40 Years Later, A New Take On ‘Alien Bodies’ But Roswell Saucer Witnesses Say They’re No Dummies
A new Air Force report concludes that the “alien bodies” that were supposedly covered up along with the crash of a flying saucer in Roswell in 1947 were actually crash-test dummies used in parachute experiments, a UFO skeptic says.
Air Force spokeswoman Gloria Cales said Friday that a follow-up report to the 1994 debunking of the so-called Roswell Incident will be released Tuesday, but she refused to discuss details.
However, a publisher of the Skeptics UFO Newsletter said he has seen the report and it concludes that dummies used in high-altitude parachute tests in the late 1950s were the basis of reports of alien bodies.
“The theory is that some of these reports of alien bodies might have been mistaken memories of some experiments that the Air Force conducted in New Mexico in the late 1950s, 10 years later, using dummies to test high-altitude parachutes,” said Philip Klass, publisher of the Skeptics UFO Newsletter in Washington.
Klass said he has spoken with the report’s author, Air Force historian Capt. James McAndrew. McAndrew refused to comment.
UFO believers dismissed the report’s suggestions.
“I’m sure I saw those aliens,” said Frank Kaufmann, 80, a retired government intelligence agent.
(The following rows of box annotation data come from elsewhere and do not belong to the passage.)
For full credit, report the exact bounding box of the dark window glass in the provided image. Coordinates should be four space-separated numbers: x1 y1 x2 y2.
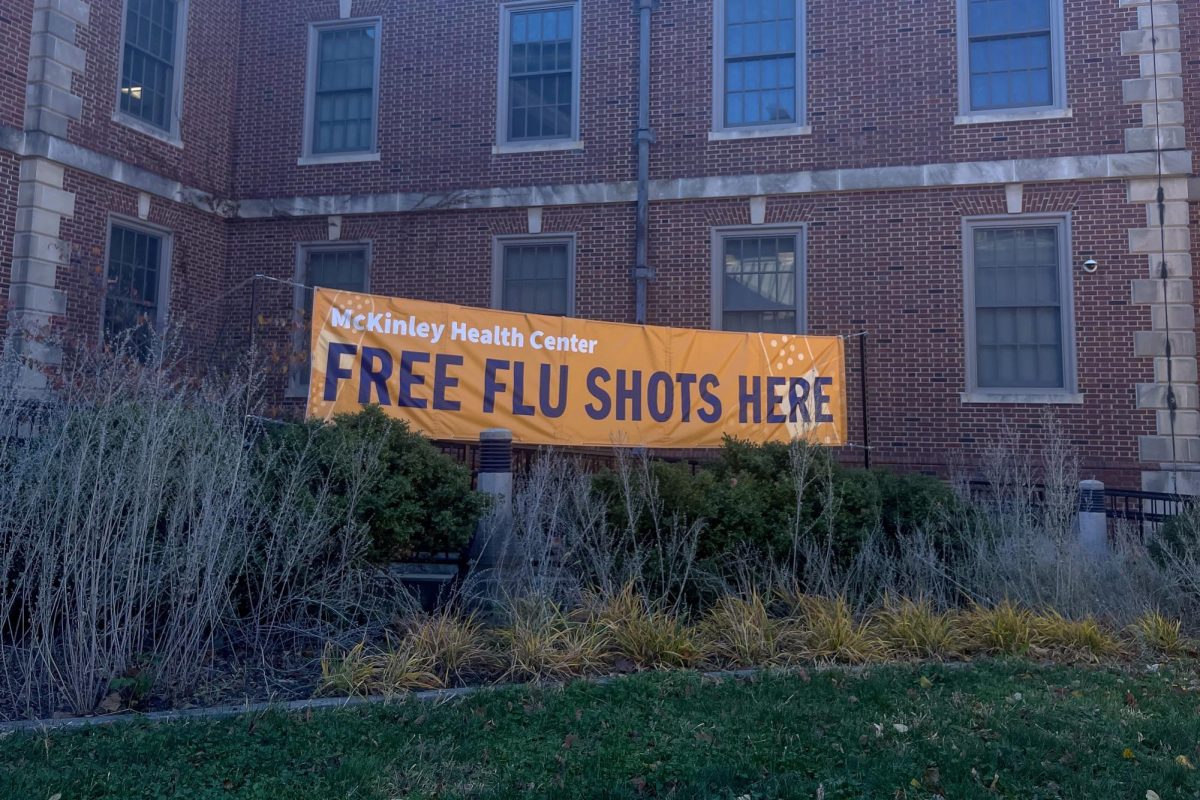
973 227 1066 389
967 0 1055 110
312 25 378 154
508 7 575 142
120 0 179 131
500 242 571 317
721 235 800 333
104 225 164 349
294 247 367 386
725 0 798 127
He and several military colleagues were sent to investigate a falling fireball and found a crashed spaceship and five dead aliens in July 1947, he said.
“One was thrown out, it was up against the arroyo, one was half-in, half-out, and the other three were inside,” Kaufmann said.
Deon Crosby, director of the International UFO Museum and Research Center in Roswell, said the explanation is an “insult to humankind.” People don’t confuse decades, she said.
Kaufmann said the bodies were hairless, with ash-colored skin, and were no taller than 5-foot-4. The Air Force report said the dummies ranged between 5 feet 3 inches and 6 feet 6 inches.
“If you want to keep costs down, would you go to the trouble of having eyebrows and wigs put on the dummies?” Klass said.
The Air Force’s 1994 report concluded that the alleged flying saucer debris was the remains of top-secret high-altitude balloons.